The plot is daft even by Gilbert & Sullivan standards. Full of Victorian Gothic, with lovelorn bachelors, optimistic maidens, out of work bridesmaids, mixed up identities, a sailor with an eye for a pretty girl, snobbery, living portraits and burqa-clad ghosts.
It opens with the troupe of contract bridesmaids bemoaning their lot - there hasn’t been a wedding for six months and their funding is running out. With such a small cast, the men have to take their turn as bridesmaids with exaggerated lipstick, rouge and flowers in their hair. At this point it would have been easy for it to descend into high camp , but it doesn’t. It’s funny, it’s farcical but it’s far too grown-up and tightly directed to be downright silly.
The main story is of the Murgatroyd boys who have inherited an ancient curse – they have to commit a crime every day, which makes it difficult to find girlfriends. Sir Ruthven Murgatroyd (Ben Mann) hides out in a Cornish village under an assumed name, but his fate catches up with him. His true identity is revealed and he has to take on the curse. This reduces his opportunities with his girlfriend, the lovely Rose Maybud (Lydia Jenkins) who falls for a sailor (Mathew Crowe); bringing on all sorts of complex plot twists.
Of course it comes alright in the end, although they have to bring somebody back from the dead to make it work, but who cares? It Really Doesn’t Matter, which is also the title of one of the songs performed with toe-tapping, foot stomping gusto, once during the show and reprised at the end, leaving the delighted audience howling for more.
To achieve all this in such a tiny space is staging genius. The credit for this goes to Director Alex Young and Choreographer Kris Manuel, who also plays Sir Despard Murgatroyd.
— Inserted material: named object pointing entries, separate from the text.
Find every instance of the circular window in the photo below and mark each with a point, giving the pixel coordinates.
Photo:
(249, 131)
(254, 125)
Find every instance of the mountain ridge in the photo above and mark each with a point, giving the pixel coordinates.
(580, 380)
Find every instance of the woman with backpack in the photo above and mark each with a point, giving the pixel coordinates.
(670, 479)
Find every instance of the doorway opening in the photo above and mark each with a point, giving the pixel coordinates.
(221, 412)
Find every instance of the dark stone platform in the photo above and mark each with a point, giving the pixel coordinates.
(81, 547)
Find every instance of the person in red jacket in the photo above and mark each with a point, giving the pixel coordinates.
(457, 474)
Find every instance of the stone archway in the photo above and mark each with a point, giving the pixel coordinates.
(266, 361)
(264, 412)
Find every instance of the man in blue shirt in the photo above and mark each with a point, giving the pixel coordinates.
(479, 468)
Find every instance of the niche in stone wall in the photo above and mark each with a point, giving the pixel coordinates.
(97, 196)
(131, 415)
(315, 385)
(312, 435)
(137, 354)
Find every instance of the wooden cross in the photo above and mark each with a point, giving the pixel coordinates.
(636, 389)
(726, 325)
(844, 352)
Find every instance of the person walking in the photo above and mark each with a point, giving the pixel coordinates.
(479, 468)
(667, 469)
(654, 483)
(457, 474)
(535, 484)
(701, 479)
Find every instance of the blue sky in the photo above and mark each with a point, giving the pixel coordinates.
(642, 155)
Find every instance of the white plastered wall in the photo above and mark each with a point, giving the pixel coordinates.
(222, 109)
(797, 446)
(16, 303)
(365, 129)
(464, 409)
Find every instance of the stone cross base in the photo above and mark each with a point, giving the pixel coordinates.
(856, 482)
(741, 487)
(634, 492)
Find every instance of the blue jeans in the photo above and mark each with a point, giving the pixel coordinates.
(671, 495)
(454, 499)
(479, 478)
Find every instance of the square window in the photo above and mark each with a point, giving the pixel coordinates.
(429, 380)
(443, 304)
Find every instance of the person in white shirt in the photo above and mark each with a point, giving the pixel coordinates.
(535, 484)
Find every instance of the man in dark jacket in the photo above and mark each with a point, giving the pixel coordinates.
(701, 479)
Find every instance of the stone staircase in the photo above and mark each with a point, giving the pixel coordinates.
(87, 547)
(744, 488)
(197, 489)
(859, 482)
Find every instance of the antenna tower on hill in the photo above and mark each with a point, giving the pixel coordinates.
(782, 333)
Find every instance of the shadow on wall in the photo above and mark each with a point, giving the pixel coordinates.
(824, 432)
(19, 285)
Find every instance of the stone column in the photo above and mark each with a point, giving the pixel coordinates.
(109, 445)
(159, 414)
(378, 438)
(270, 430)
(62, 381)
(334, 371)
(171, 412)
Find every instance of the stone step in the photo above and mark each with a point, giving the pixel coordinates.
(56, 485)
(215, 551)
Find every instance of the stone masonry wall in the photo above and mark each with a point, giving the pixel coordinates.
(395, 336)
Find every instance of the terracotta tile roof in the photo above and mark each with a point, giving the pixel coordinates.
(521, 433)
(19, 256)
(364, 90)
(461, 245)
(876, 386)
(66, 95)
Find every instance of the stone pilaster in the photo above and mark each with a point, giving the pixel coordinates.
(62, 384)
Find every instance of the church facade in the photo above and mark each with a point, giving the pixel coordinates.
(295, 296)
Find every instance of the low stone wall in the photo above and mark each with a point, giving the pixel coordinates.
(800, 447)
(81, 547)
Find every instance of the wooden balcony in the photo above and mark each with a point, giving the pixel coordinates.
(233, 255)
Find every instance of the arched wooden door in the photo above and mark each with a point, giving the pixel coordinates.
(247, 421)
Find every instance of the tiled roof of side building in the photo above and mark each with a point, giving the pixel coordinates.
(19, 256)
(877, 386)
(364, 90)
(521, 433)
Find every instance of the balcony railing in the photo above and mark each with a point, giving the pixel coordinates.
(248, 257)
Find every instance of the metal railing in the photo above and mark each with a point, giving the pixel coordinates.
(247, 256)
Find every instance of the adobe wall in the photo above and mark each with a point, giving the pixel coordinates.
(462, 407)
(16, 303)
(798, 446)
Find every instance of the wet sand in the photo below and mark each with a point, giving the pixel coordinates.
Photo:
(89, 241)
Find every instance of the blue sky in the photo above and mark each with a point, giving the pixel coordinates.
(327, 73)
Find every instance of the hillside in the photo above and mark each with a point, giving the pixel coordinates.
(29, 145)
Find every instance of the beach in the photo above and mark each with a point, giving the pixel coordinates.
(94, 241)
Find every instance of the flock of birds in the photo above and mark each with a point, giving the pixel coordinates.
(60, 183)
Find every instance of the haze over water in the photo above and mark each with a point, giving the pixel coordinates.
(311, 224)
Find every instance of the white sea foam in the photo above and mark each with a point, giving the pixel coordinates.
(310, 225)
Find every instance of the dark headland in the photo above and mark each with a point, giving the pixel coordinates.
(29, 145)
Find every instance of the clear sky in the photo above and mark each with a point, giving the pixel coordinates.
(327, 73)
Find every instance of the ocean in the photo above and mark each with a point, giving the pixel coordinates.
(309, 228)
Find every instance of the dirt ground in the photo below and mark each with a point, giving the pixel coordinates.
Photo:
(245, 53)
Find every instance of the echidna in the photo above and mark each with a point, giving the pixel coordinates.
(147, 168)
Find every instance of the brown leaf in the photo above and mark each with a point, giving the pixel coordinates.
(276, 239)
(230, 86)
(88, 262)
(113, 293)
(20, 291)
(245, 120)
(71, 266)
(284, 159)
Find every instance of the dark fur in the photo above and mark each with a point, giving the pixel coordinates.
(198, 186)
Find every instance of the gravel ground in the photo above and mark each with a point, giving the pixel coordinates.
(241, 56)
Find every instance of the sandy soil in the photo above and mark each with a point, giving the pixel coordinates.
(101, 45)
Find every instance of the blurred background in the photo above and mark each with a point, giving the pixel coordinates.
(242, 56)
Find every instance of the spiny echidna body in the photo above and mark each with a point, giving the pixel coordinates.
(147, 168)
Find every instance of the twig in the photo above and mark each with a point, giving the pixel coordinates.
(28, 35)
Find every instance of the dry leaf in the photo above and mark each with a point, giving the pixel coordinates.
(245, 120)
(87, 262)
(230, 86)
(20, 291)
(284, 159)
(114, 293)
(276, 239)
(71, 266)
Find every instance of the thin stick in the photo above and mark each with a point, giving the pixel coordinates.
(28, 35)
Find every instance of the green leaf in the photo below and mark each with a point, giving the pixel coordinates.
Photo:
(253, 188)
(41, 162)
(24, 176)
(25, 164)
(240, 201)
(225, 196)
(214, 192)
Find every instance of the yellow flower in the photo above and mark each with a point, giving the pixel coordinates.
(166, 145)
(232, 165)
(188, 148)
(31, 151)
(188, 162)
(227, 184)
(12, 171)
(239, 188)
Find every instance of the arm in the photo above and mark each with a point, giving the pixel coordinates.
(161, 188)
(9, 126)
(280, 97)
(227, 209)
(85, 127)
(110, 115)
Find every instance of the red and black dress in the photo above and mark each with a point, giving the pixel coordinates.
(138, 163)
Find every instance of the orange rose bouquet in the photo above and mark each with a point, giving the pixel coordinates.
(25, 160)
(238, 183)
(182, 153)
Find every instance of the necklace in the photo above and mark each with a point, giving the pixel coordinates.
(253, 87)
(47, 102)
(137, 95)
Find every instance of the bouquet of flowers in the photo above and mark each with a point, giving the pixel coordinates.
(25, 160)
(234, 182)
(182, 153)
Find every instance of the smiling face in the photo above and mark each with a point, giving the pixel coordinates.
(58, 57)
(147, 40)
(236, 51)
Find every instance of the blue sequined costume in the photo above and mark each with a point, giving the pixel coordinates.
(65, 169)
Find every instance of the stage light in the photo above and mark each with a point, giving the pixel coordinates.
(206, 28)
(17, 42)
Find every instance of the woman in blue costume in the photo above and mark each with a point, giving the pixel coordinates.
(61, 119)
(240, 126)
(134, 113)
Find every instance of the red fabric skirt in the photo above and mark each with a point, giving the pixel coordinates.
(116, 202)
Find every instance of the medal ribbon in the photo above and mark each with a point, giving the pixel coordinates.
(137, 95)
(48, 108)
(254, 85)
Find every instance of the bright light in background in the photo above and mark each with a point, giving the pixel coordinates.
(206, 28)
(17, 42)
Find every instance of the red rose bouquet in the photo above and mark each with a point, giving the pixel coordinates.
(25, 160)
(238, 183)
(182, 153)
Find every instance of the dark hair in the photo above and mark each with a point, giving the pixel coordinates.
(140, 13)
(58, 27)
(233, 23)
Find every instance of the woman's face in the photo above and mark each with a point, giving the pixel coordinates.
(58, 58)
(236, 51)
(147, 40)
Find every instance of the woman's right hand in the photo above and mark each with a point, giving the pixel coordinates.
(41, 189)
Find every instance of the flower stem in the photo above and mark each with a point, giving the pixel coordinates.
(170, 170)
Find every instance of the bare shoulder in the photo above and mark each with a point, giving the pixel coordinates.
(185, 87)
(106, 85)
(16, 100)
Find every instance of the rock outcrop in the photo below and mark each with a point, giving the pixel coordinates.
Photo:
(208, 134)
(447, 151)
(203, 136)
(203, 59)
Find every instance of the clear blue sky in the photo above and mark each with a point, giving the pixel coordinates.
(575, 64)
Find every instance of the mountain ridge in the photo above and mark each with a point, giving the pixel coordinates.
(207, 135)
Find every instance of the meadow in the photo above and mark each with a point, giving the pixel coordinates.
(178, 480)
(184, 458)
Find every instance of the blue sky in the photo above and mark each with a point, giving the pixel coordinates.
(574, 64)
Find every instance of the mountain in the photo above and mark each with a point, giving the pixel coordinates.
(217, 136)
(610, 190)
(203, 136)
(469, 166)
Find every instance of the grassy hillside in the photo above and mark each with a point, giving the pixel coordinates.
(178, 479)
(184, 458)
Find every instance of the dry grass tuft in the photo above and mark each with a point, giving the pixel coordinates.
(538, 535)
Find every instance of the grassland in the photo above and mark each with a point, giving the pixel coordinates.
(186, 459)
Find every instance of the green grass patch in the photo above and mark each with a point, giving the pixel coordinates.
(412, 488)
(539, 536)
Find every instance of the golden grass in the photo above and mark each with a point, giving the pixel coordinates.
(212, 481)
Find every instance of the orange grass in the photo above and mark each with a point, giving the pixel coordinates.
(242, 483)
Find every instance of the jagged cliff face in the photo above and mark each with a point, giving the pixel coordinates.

No opportunity to be rude is overlooked, as virgins stare into bulging crotches, men are smothered in ample bosoms and Mad Meg (Sarah Covey) sucks Despard Murgatroyd’s finger in a way that would make Queen Victoria blush. Later on Dame Hannah (Emily Davies) and Sir Roderic Murgatroyd (Michael Storr) sing a duet about a sweet little flower and a growing oak tree while she straddles his leg.......
And there’s a nod to modernity with a joke about giving the portraits to the Tate Modern, but they don't dwell on it
All the cast are brilliant, the two I haven’t mentioned are Robert Hannouch (Old Adam), and Cerian Holland (Zorrah and harpist). Make a note of their names because talent like this is bound to go far so you can expect to see them pop up again.
We’re very lucky to have such a fine production in Chiswick – don’t miss it.